Starting next week, there will likely by a pair of leashed mini goats walking the streets of Gordon Head.
On July 22, Jillian McCue got her official approval to have the urban goats as part of an 18-month pilot project.
However, she’ll be the only mini goat owner in urban Saanich, as no other households followed through on the opportunity to be part of the pilot project.
“It’s surprising that no one else is going to be a part of it, but also not surprising, because it’s a very different thing,” McCue said. “It’s not something you see. People walking around with a pet goat is a change.”
Maybe it was the unknown of goats as pets, or maybe the application process was too onerous. Regardless of the reason, the window for applications closed on July 25.
It’s the latest step forward in a process the 12-year-old started four years ago.
Coun. Dean Murdock said there is still much to be learned from what the McCues experience, even if it’s just one household in the study.

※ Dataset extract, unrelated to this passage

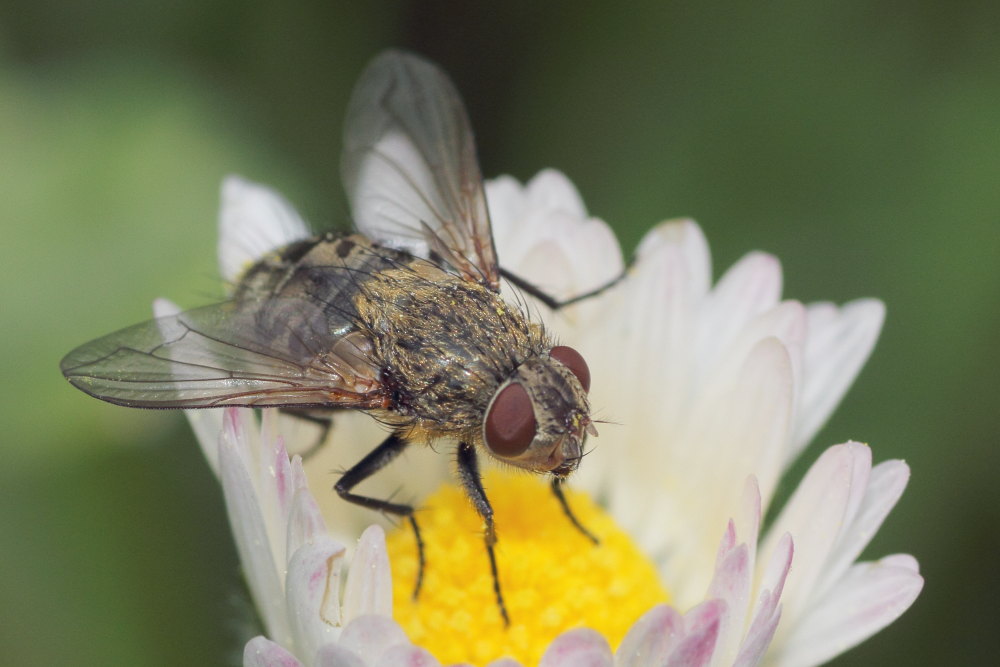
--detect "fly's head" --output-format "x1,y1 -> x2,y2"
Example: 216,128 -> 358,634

“Council did the responsible thing by not just reacting to a request but invited participants to join a study and understand the implications of having goats,” Murdock said. “There’s a lot to learn from the McCues though there would have been a benefit from multiple houses with multiple goats.”
There’s also an ongoing opportunity for households to add mini goats following the 18-month study, he added.
All the McCues have left to do before bringing the goats home is to add some fencing inside their yard, Jillian said.
“I’m so excited that something that I have been working very hard on has come through and I can see the final product of it.”
Documenting the support of every neighbour in a 50-metre radius of their home was among the many terms the McCues had to meet. There is also the request for double fencing on the property.
McCue’s dad Rich says the thorough nature of the application may have put other parties off from applying.
“I had heard there was some interest from others,” he said. “The application process was quite large, including an overhead image of the house, from Saanich’s GIS map, to point out where the goat condo will be, with ramp and an enclosed area.”
The ‘condo’ is a converted playhouse that will act as the goat pen.
McCue expects to bring her goats, Millie and Nellie, home by this weekend.
For months, she’s been making the weekly trek to a Deep Cove farm where she’s bonded with Millie and Ivy, the pair of fainting goat sisters she’s adopted.
“Every Saturday I’ve been helping on the farm, and learning to properly take care of them,” Jillian said.
That includes taking them for walks, preparing the goats for their upcoming shift to an urban pet life.
“There is a market near the farm, and the market organizer likes having me bring the goats there. It brings a farm feel, and they’re very popular with [children],” McCue said. “[Children] get very excited, they want to know what the goats are, and then they want to play with them.”
When she’s not caring for the goats, McCue is busy babysitting, and the children she cares for are also excited to meet the newcomers.
“It sounds like there’s going to be quite a welcoming party.”